Comment voyez-vous ses obsèques à Kinshasa ?
Je souhaite qu’il soit pleuré et honoré par le peuple, pour rendre hommage à ce chanteur talentueux, un des meilleurs de notre musique, et l’un des moins conflictuels de notre pays.
Quid de son groupe, lorsqu’on sait que bon nombre des groupes disparaissent après la mort du leader
Personnellement, je ne crois pas que son orchestre à lui survivra. Déjà que depuis son retour à Kinshasa, il était en train de reconstituer son groupe. Mais on n’est jamais à l’abri d’une bonne surprise : les jeunes successeurs peuvent nous surprendre agréablement !

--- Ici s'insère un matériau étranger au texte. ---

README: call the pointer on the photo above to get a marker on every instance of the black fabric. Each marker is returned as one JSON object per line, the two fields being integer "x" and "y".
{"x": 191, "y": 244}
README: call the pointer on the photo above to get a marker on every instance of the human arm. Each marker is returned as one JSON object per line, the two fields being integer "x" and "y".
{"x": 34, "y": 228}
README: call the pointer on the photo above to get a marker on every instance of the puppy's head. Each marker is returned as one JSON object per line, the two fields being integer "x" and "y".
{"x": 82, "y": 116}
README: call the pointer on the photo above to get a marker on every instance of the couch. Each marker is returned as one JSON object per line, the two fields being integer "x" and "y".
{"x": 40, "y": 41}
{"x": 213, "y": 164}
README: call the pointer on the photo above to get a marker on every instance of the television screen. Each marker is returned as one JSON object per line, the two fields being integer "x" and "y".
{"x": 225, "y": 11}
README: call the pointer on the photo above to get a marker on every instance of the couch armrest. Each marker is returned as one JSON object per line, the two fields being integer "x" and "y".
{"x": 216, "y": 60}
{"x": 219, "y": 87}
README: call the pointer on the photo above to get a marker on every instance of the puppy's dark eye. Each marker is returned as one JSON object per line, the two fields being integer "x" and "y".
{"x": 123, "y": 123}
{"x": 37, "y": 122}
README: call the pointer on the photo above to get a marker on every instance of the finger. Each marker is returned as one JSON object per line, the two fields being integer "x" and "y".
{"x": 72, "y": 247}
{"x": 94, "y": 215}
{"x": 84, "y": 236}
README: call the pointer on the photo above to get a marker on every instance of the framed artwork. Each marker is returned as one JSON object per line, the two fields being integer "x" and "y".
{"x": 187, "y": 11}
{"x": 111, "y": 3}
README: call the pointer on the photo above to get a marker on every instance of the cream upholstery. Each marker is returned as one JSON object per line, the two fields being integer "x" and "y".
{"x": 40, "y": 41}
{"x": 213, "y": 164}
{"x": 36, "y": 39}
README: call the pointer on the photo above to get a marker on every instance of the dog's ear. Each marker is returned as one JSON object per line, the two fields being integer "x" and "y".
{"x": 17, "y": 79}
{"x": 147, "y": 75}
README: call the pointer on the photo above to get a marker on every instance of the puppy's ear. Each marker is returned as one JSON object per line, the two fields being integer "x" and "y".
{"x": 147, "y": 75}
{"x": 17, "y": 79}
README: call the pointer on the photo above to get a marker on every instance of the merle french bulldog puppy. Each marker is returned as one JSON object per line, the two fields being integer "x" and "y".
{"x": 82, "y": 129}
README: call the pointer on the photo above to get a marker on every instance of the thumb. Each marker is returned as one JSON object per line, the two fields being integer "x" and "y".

Quelles ont été les conditions de sa mort ?
Selon les informations qui nous sont parvenues de la presse camerounaise, il serait décédé de la Covid-19. Pour une personne qui avait des facteurs de co-morbidité comme l’hypertension et le diabète, ce fichu virus est souvent fatal. C’est le moment de lancer un appel à nos compatriotes pour se faire vacciner afin d’éviter de développer des cas graves.
Selon vous, pourquoi avait-il opté de s’installer à Nairobi ?
Le Kenya c’est la porte d’entrée de l’Afrique de l’Est. Il avait ainsi voulu étendre son audience sur la Tanzanie, l’Ouganda, le Rwanda, le Burundi, voire la Zambie. Il n’est du reste pas le premier à tenter cette expérience. En 1974, des dissidents de Super Vox, les Didos Mutonkole, Pitchen Kazembe, Lovy Longomba, Muanza, etc. avaient créé le Super Mazembe et s’étaient installés à Nairobi. Ils avaient connu un grand succès, avec des chansons comme Shahuri Yako, Kasongo, etc.
Votre dernier mot ?
Defao était l’un des généraux de notre culture. Montrons-nous dignes de lui en lui rendant des hommages à la hauteur de la grande personnalité qu’il a été.